La police a arrêté 19 activistes anti-gouvernementaux suite aux manifestations qui ont sécoué ce samedi la capitale yénénite. Les protestataires y dénonçaient la politique sociale du gouvernement.
REUTERS - Dix-neuf militants anti-gouvernementaux ont été arrêtés dimanche au Yémen, dont une militante organisatrice ces derniers jours de deux manifestations d'étudiants contre le président. S'inspirant des récents troubles sociaux en Tunisie qui ont débouché sur la fuite du président tunisien Zine ben Ali, Tawakul Karman a organisé deux manifestations à l'université de la capitale contre les régimes autocratiques arabes, appelant notamment au renversement du président Ali Abdullah Saleh, au pouvoir depuis une trentaine d'années.
"Partez avant que vous y soyez forcés", pouvait-on lire sur certaines pancartes brandies lors des rassemblements.
Karman, journaliste membre du parti islamiste Islah, a été interpellée dimanch matin alors qu'elle rentrait chez elle et inculpée d'organisation illégale de manifestations, a déclaré son mari à Reuters.
Un peu plus tard, la police de Sanaa a arrêté 18 autres activistes, dont les dirigeants des deux plus importantes organisations yéménites de défense des droits de l'homme, alors
qu'ils sortaient d'une réunion au cours de laquelle ils avaient discuté de l'arrestation de Karman.
Ces arrestations ont suscité dimanche une manifestation spontanée de plusieurs centaines de personnes à l'université de Sanaa. Les manifestants, qui brandissaient des photos de Karman, ont tenté, aux cris de "libérez les prisonniers", de se rendre jusqu'au bureau du procureur général qui, selon une source proche des services de sécurité, avait ordonné son arrestation
Pauvreté et chômage
Mais une cinquantaine de policiers en tenue anti-émeutes et équipés de matraques les a refoulés et a confisqué leurs caméras, a rapporté un correspondant de Reuters. Un manifestant a été brièvement interpellé.
"Je n'ai aucune information exacte sur l'endroit où elle se trouve", a déclaré par téléphone Mohamed Ismaïl an Nehmi, époux de Karman.
Dans un discours diffusé dimanche par la télévision, Saleh a réitéré une offre de dialogue avec les groupes d'opposition, affirmant qu'il ne faut pas établir de lien entre le Yémen et les événements en Tunisie.
"Nous sommes un pays démocratique à la différence de la Tunisie qui a placé les mosquées sous surveillance et fait taire tout le monde", a-t-il dit.
Saleh a aussi annoncé son intention de relever de 47 dollars le salaire mensuel des fonctionnaires et des militaires pour le porter à 234 dollars.

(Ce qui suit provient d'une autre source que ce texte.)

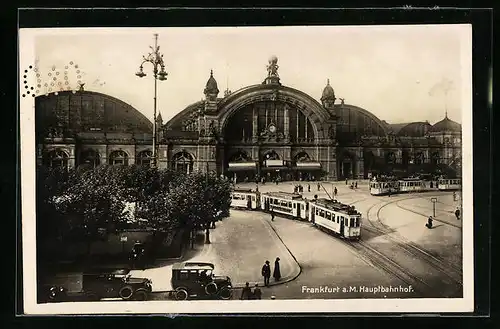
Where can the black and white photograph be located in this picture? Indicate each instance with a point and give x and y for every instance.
(247, 169)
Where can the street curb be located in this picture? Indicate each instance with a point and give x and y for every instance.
(284, 280)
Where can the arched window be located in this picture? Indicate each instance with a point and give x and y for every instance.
(390, 158)
(302, 157)
(239, 156)
(145, 158)
(90, 157)
(118, 158)
(57, 159)
(272, 155)
(183, 162)
(435, 158)
(405, 157)
(419, 158)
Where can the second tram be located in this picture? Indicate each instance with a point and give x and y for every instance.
(445, 184)
(289, 204)
(383, 187)
(336, 217)
(245, 198)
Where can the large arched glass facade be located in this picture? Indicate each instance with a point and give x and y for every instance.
(272, 118)
(56, 159)
(183, 162)
(118, 158)
(90, 157)
(145, 158)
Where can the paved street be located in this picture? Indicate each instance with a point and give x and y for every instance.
(239, 246)
(329, 266)
(325, 260)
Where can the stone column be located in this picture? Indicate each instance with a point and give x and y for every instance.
(286, 119)
(305, 128)
(255, 123)
(71, 160)
(360, 164)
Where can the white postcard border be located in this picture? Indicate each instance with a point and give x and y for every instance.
(28, 165)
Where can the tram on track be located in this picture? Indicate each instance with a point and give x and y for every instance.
(333, 216)
(292, 205)
(445, 184)
(413, 185)
(384, 187)
(245, 199)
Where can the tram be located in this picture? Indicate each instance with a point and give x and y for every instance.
(446, 184)
(292, 205)
(335, 217)
(408, 185)
(245, 198)
(384, 187)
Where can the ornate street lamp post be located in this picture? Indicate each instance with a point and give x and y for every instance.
(156, 59)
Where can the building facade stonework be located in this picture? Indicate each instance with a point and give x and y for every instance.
(265, 130)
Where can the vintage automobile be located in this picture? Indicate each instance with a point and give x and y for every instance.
(197, 280)
(115, 283)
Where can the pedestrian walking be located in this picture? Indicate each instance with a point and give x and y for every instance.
(246, 293)
(266, 273)
(277, 272)
(429, 222)
(257, 293)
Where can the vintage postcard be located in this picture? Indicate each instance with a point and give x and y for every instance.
(304, 169)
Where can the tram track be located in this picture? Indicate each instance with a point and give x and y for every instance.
(384, 262)
(452, 273)
(424, 215)
(450, 270)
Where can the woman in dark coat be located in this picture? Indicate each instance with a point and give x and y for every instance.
(277, 272)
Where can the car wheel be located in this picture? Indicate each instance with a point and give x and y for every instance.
(225, 293)
(140, 295)
(211, 288)
(126, 292)
(181, 294)
(92, 296)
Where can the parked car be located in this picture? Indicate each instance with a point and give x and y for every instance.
(197, 280)
(115, 283)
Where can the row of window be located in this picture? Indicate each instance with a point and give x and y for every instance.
(58, 158)
(450, 181)
(241, 197)
(352, 222)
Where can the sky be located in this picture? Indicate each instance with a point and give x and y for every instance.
(398, 73)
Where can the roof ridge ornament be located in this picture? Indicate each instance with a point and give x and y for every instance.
(272, 71)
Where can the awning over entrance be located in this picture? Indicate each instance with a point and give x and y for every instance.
(242, 166)
(307, 166)
(280, 168)
(274, 163)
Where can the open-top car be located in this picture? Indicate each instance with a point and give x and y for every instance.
(197, 280)
(115, 283)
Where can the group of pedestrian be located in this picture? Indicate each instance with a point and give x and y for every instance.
(266, 271)
(247, 292)
(299, 188)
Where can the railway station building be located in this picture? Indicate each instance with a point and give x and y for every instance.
(265, 130)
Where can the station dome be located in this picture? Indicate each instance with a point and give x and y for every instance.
(211, 87)
(446, 125)
(328, 92)
(88, 111)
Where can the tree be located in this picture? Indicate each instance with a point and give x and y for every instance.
(95, 200)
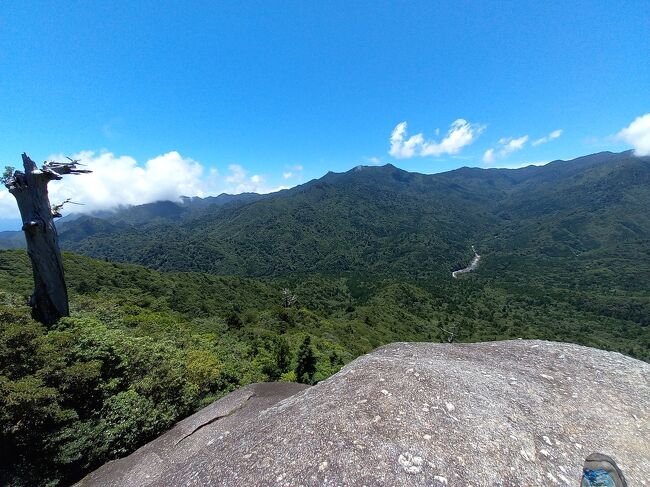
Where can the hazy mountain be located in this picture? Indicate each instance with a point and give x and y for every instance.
(389, 221)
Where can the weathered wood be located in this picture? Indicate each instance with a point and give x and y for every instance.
(49, 302)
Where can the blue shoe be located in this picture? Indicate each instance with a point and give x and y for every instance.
(601, 471)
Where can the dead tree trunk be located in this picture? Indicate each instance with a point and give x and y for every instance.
(49, 302)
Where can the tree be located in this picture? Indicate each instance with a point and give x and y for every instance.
(306, 363)
(49, 302)
(288, 298)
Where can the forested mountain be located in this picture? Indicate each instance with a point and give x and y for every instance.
(144, 348)
(589, 214)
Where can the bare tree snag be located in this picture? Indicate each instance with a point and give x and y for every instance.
(49, 302)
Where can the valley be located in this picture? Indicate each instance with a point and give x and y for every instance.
(175, 304)
(471, 267)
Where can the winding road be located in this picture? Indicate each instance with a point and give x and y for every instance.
(472, 266)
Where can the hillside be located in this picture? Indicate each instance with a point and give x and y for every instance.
(367, 253)
(166, 344)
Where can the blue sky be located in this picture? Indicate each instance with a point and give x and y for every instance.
(259, 95)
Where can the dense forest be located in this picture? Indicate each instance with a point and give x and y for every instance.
(145, 348)
(294, 285)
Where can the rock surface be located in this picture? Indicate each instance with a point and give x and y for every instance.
(513, 413)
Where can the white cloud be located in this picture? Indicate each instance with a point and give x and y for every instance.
(373, 160)
(547, 138)
(460, 134)
(120, 180)
(508, 146)
(637, 134)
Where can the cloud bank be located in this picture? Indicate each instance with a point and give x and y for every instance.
(543, 140)
(507, 146)
(637, 134)
(460, 134)
(120, 180)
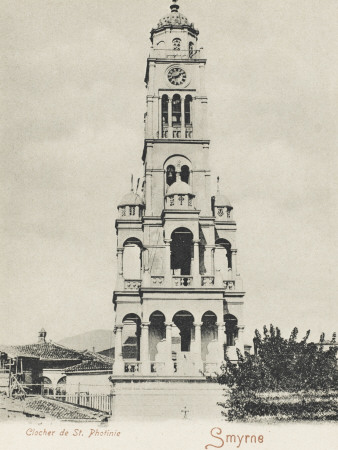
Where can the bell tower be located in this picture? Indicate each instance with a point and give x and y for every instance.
(178, 298)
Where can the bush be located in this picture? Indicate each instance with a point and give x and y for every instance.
(282, 365)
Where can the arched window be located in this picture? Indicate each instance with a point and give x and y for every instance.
(185, 174)
(177, 44)
(132, 259)
(187, 109)
(165, 101)
(181, 251)
(176, 110)
(191, 49)
(171, 175)
(231, 329)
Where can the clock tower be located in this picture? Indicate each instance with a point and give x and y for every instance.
(178, 298)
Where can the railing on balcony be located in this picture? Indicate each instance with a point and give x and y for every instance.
(229, 285)
(209, 368)
(132, 367)
(185, 281)
(175, 54)
(177, 132)
(157, 368)
(157, 280)
(132, 285)
(208, 280)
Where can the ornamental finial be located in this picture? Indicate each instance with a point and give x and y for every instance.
(174, 7)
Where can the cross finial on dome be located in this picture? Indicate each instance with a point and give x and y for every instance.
(174, 7)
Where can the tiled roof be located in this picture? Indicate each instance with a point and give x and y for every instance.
(91, 366)
(44, 350)
(63, 411)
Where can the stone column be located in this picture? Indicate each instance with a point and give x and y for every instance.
(182, 118)
(169, 365)
(198, 348)
(118, 368)
(148, 193)
(119, 255)
(240, 340)
(233, 263)
(170, 118)
(221, 340)
(196, 264)
(145, 362)
(168, 275)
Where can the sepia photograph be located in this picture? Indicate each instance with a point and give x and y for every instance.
(169, 224)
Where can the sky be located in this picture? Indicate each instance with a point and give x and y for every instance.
(73, 100)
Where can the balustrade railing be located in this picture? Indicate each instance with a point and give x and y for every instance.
(175, 54)
(229, 285)
(208, 280)
(157, 280)
(182, 281)
(132, 367)
(157, 367)
(177, 132)
(209, 368)
(132, 285)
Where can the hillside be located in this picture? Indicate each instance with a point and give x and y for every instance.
(97, 339)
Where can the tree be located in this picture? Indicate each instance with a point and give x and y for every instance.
(278, 365)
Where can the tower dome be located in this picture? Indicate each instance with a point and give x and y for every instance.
(131, 199)
(174, 19)
(179, 188)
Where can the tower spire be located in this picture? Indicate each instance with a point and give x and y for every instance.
(174, 7)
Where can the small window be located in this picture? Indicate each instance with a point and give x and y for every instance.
(191, 49)
(165, 101)
(177, 44)
(176, 110)
(171, 175)
(187, 109)
(185, 174)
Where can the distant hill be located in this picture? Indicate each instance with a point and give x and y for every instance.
(97, 339)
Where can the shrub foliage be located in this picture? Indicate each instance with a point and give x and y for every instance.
(285, 378)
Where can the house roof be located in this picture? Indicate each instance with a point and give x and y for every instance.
(44, 350)
(91, 366)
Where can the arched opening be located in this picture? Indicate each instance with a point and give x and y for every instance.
(208, 331)
(165, 101)
(187, 109)
(171, 175)
(177, 44)
(61, 387)
(46, 386)
(181, 251)
(191, 49)
(184, 321)
(185, 174)
(176, 110)
(223, 260)
(156, 333)
(231, 329)
(131, 335)
(132, 259)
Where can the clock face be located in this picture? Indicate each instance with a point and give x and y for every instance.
(177, 76)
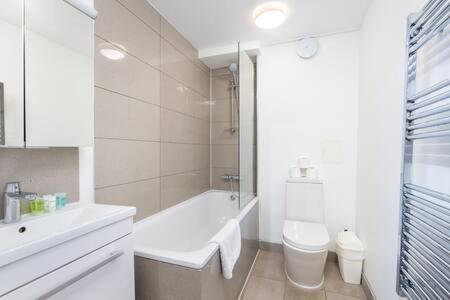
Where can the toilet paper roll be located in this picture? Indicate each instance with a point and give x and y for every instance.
(294, 172)
(303, 162)
(312, 172)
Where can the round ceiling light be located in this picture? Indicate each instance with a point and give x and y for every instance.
(269, 15)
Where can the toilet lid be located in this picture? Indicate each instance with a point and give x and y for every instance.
(306, 235)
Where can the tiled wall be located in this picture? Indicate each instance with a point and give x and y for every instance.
(224, 143)
(151, 111)
(42, 171)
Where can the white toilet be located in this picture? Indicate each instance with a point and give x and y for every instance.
(305, 237)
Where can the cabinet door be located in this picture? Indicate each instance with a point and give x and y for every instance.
(105, 274)
(59, 75)
(11, 74)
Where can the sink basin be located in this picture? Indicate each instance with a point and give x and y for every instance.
(36, 233)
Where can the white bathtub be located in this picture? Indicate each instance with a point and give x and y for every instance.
(180, 235)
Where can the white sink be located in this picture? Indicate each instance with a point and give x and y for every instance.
(37, 233)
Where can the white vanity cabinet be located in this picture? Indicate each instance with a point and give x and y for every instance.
(78, 253)
(11, 74)
(48, 59)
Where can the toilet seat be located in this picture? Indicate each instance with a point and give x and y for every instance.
(306, 235)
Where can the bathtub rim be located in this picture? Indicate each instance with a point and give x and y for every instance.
(196, 259)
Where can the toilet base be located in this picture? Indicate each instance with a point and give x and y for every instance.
(304, 287)
(305, 268)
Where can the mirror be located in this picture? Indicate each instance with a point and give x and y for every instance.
(11, 75)
(46, 75)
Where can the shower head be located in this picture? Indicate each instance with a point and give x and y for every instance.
(233, 67)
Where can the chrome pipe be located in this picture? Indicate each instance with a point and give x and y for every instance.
(427, 236)
(428, 192)
(434, 134)
(423, 17)
(415, 257)
(428, 227)
(406, 271)
(428, 124)
(428, 101)
(431, 24)
(424, 285)
(428, 216)
(441, 262)
(434, 206)
(430, 112)
(435, 87)
(436, 30)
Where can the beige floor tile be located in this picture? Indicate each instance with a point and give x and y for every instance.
(333, 296)
(270, 265)
(335, 284)
(263, 289)
(294, 293)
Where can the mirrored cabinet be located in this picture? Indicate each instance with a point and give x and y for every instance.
(46, 74)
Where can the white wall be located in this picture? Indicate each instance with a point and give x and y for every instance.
(308, 107)
(379, 139)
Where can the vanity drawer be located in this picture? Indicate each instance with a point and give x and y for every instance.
(106, 273)
(24, 271)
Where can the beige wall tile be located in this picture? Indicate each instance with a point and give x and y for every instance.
(128, 76)
(175, 64)
(199, 106)
(222, 72)
(221, 134)
(117, 116)
(200, 81)
(43, 171)
(180, 128)
(202, 66)
(225, 156)
(180, 158)
(174, 95)
(130, 34)
(221, 111)
(169, 33)
(123, 161)
(137, 106)
(220, 87)
(218, 183)
(175, 127)
(179, 187)
(144, 195)
(144, 11)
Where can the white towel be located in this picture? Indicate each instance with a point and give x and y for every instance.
(229, 241)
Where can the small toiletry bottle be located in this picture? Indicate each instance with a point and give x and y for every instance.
(37, 206)
(46, 199)
(61, 200)
(51, 203)
(25, 203)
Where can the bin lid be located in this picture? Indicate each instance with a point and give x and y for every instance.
(349, 241)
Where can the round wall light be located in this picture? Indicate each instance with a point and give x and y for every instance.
(269, 15)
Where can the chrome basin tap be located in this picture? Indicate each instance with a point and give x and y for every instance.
(12, 201)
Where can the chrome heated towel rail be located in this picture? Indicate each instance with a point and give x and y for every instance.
(424, 256)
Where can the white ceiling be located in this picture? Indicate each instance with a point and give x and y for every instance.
(214, 23)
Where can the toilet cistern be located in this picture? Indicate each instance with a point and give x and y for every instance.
(305, 237)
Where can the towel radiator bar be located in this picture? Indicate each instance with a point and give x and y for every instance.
(424, 252)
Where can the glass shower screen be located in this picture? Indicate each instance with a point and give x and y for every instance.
(247, 136)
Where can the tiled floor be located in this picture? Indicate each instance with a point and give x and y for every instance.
(268, 282)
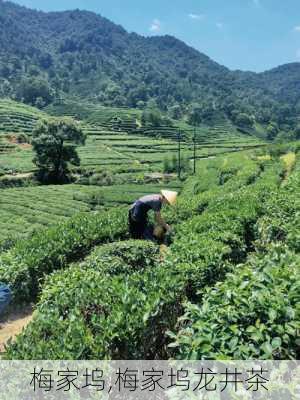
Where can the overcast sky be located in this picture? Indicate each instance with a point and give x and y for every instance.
(240, 34)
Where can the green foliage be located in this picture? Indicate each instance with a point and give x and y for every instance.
(97, 316)
(78, 54)
(251, 315)
(243, 120)
(28, 262)
(234, 255)
(54, 142)
(123, 257)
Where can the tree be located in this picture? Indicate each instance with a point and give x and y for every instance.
(54, 142)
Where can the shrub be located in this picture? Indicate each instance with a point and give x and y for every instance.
(253, 314)
(123, 257)
(25, 266)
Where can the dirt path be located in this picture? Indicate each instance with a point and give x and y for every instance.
(13, 325)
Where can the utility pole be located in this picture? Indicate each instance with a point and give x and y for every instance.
(194, 140)
(179, 153)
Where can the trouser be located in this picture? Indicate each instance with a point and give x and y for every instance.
(140, 229)
(5, 297)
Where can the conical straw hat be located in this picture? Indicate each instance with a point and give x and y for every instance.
(170, 196)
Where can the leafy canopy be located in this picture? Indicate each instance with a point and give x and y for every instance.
(54, 142)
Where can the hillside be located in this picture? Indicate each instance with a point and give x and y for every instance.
(227, 288)
(48, 56)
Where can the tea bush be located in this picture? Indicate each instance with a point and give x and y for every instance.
(84, 314)
(251, 315)
(123, 257)
(25, 265)
(120, 301)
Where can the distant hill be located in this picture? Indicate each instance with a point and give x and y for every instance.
(78, 54)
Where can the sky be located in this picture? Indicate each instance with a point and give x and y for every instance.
(253, 35)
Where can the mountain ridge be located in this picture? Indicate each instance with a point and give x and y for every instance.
(83, 55)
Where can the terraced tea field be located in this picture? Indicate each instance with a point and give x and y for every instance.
(23, 210)
(123, 148)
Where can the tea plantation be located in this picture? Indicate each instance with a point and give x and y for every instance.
(228, 286)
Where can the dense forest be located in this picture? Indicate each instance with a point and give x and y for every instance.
(47, 57)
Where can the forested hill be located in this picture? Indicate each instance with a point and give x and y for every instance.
(45, 56)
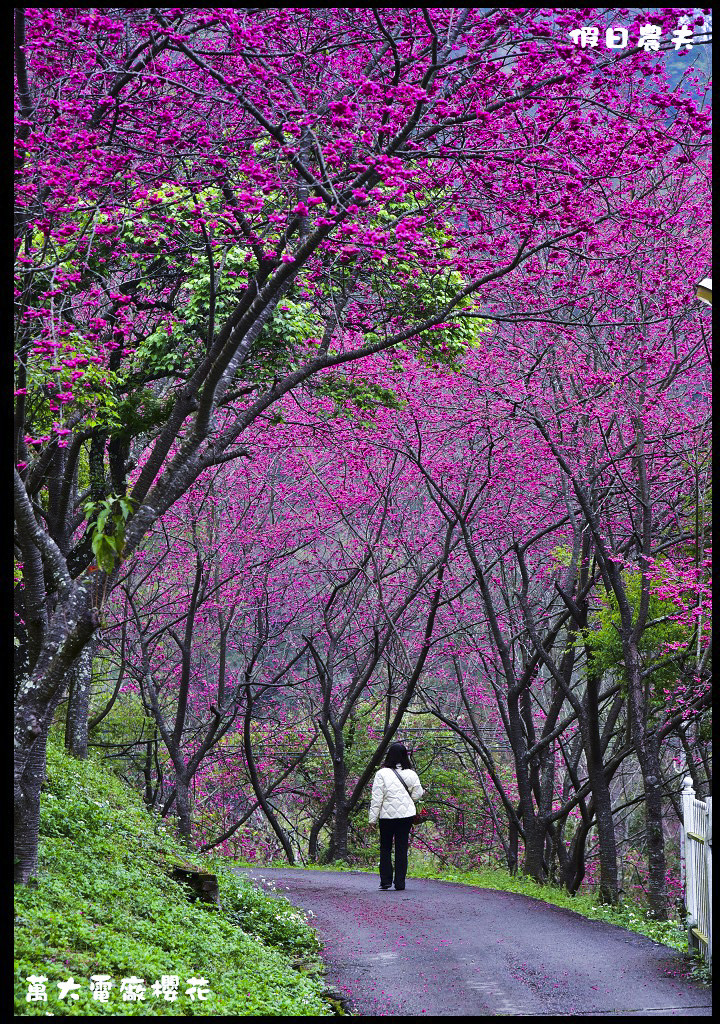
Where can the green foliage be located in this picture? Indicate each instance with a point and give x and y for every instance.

Saleh a proposé ces derniers jours des réformes constitutionnelles avec une limitation future du nombre de mandats présidentiels. Mais les manifestant ont jugé cette offre insuffisante et se sont rassemblés par milliers dans le Sud pour critiquer le gouvernement.
Le départ forcé de Ben Ali a provoqué une onde de choc dans le monde arabe, touché par une vague d'immolations par le feu, reproduisant le geste d'un jeune Tunisien à l'origine du soulèvement populaire.
Le Yémen peine à sortir de la pauvreté, avec une production pétrolière en baisse. Plus de 40% des 23 millions d'habitants vivent avec moins de deux dollars par jour et près d'un tiers souffrent de sous-alimentation chronique.
Taoufik al Makhessi, un manifestant, expliquait dimanche que l'état catastrophique de l'économie l'avait poussé à descendre dans la rue. "Je manifeste aujourd'hui en raison du chômage, parce que je suis diplômé de l'université et que je suis sans emploi depuis six ans".